His articles for the Caledonian Mercury during the invasion scare of 1859 make his points by describing a mythical attack on the port of Leith, somewhat in the style of Chesney's later The Battle of Dorking or Swinton's The Defence of Duffer's Drift. In these he advocated the used of 'rifle batteries' consisting of 12-20 rifle barrels that could be operated by one or two men, using the analogy of mechanical looms that did the work of many weavers. These 'rifle batteries' seem to prefigure the later Nordenfeldt gun.

In later life, Shaw lived at Bad Homberg, Germany, where he died in February 1871. As a holder of the Waterloo Medal he was buried with military honours, his funeral attended by French and Prussian officers.

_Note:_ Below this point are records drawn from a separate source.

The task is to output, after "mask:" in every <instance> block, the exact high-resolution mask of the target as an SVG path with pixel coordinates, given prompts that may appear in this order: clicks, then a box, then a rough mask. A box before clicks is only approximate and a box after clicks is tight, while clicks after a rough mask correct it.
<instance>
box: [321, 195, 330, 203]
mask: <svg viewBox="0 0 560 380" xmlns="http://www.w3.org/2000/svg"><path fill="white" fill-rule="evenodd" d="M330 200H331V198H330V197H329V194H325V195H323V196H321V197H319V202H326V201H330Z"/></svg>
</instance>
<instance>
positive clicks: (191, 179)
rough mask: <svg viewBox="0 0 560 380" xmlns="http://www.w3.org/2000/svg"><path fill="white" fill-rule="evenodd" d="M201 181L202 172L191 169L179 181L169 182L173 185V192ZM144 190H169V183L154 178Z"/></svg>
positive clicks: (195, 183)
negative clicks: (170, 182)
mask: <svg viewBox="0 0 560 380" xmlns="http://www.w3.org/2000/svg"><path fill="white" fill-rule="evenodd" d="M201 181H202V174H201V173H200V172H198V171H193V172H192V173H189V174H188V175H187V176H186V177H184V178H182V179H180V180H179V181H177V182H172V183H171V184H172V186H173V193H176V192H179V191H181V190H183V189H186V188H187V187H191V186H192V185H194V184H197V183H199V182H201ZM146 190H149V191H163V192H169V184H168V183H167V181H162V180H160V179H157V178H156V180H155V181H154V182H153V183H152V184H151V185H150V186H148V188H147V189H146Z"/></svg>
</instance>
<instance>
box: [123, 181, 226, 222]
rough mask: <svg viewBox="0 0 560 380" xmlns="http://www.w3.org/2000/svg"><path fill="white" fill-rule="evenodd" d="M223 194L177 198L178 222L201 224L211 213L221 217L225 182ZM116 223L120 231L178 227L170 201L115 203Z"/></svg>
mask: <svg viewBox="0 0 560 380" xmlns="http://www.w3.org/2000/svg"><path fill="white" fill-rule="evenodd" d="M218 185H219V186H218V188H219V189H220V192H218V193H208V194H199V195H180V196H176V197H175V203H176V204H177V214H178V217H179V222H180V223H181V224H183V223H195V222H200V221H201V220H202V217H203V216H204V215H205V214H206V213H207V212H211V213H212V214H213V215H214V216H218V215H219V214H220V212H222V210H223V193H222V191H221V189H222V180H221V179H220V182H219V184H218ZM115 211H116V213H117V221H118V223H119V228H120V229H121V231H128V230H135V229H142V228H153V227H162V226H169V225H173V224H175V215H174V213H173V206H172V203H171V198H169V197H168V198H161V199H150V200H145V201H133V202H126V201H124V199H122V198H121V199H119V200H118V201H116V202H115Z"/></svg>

==Personality and appearance==
During the siege of Oporto, a British resident described Shaw as ‘A fervid Liberal of the old Covenanter type ... fired by Dom Pedro's anti-absolutist crusades’. A British volunteer was amused by the Portuguese soldiers' long beards, but Shaw's ‘quite eclipsed all of them, being of enormous length, and as fiery in appearance as the tail of a comet’. No likeness of Shaw appears to have survived.